An introduction to binary searching - the simple explanation!
Binary searching is a very efficient way of searching through lots of data items to find the found you want. In serial searching, the data doesn't have to be organised in any particular way. We just start at the beginning and start looking through the data one-by-one. If you are going to use binary searching, the data must be sorted into an order first or it just won't work. We can use one of the sorting algorithms we have studied to do this or another one, but the data must be sorted first.
We can represent a lot of data, which has been sorted into an order, by a red line.

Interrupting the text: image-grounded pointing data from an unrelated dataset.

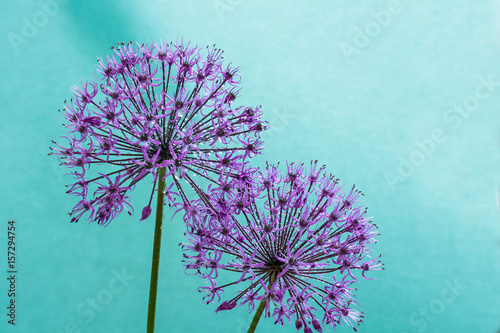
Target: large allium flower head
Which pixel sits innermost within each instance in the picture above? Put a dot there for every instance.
(297, 243)
(156, 105)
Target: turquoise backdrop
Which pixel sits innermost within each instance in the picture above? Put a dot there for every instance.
(398, 97)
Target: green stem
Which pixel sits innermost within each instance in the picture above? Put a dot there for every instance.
(261, 308)
(153, 289)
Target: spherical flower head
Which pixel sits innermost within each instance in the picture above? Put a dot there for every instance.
(156, 106)
(297, 245)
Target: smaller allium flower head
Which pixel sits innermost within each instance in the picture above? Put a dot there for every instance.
(297, 244)
(157, 105)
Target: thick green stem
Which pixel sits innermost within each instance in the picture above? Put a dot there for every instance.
(260, 309)
(153, 289)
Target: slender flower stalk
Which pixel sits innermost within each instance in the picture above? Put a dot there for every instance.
(260, 309)
(295, 246)
(153, 289)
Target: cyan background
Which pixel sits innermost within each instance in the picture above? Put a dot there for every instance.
(362, 114)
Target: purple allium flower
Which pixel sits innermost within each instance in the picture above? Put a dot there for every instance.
(157, 105)
(296, 244)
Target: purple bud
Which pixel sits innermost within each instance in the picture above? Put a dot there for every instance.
(226, 306)
(298, 324)
(316, 325)
(94, 121)
(146, 211)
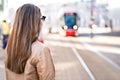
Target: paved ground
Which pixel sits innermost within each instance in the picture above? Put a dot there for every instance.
(67, 65)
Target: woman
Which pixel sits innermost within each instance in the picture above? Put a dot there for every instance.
(26, 58)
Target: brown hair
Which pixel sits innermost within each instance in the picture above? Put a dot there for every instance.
(26, 28)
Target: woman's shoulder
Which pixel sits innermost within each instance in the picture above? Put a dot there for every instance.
(38, 50)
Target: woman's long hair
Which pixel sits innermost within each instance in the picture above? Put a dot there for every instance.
(26, 28)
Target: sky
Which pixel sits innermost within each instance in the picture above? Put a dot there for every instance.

We find the middle point of the data (easily found - it's given by (lowest data item position + highest data item position) / 2
We then ask ourselves 'is the data pointed to my middle the one I am searching for?'
If it is, we stop and report that we've found the data.
If it isn't, we ask 'is the data item we won't lower than the middle or higher than the middle?
If it's lower than the middle, we can discard the data higher than the middle.
If it's higher than the middle, we can discard the data lower than the middle.
What we have in fact done is to throw away half of the data!
Now, using our formula to find the new middle point of our new set of data, we repeat the above steps, but this time, we only have half the data to check!
We ask ourselves again 'is the data pointed to my middle the one I am searching for?'
If it is, we stop and report that we've found the data.
If it isn't, we ask 'is the data item we won't lower than the middle or higher than the middle?
If it's lower than the middle, we can discard the data higher than the middle.
If it's higher than the middle, we can discard the data lower than the middle.
And then we throw away another half of the data again!
We keep doing the above until either we find the data or we get down to the last data item and can't find it, so we stop and report that it's not there.
We can represent the above in a diagram.
A first attempt at a binary search algorithm might go something like this:
found = false
While (there is data to search) and (you haven't found the data:)
find the midpoint of the data.
if midpoint = the data you are looking for
found = true
report 'data found'
else
discard the half of the data you don't need
So binary searching does one comparison, then, assuming you didn't get lucky and find the data you want, gets rid of half the data, and just keeps doing this, chopping the amount of data in half each time you do a compare. If you had a huge data file with 100,000 data items in it, you would only need to do a maximum of just 18 comparisons before you found the data or had to report it wasn't there!
100 000
50 000
25 000
12 500
6 250
3 125
1 562
781
390
195
98
49
24
12
6
3
2
1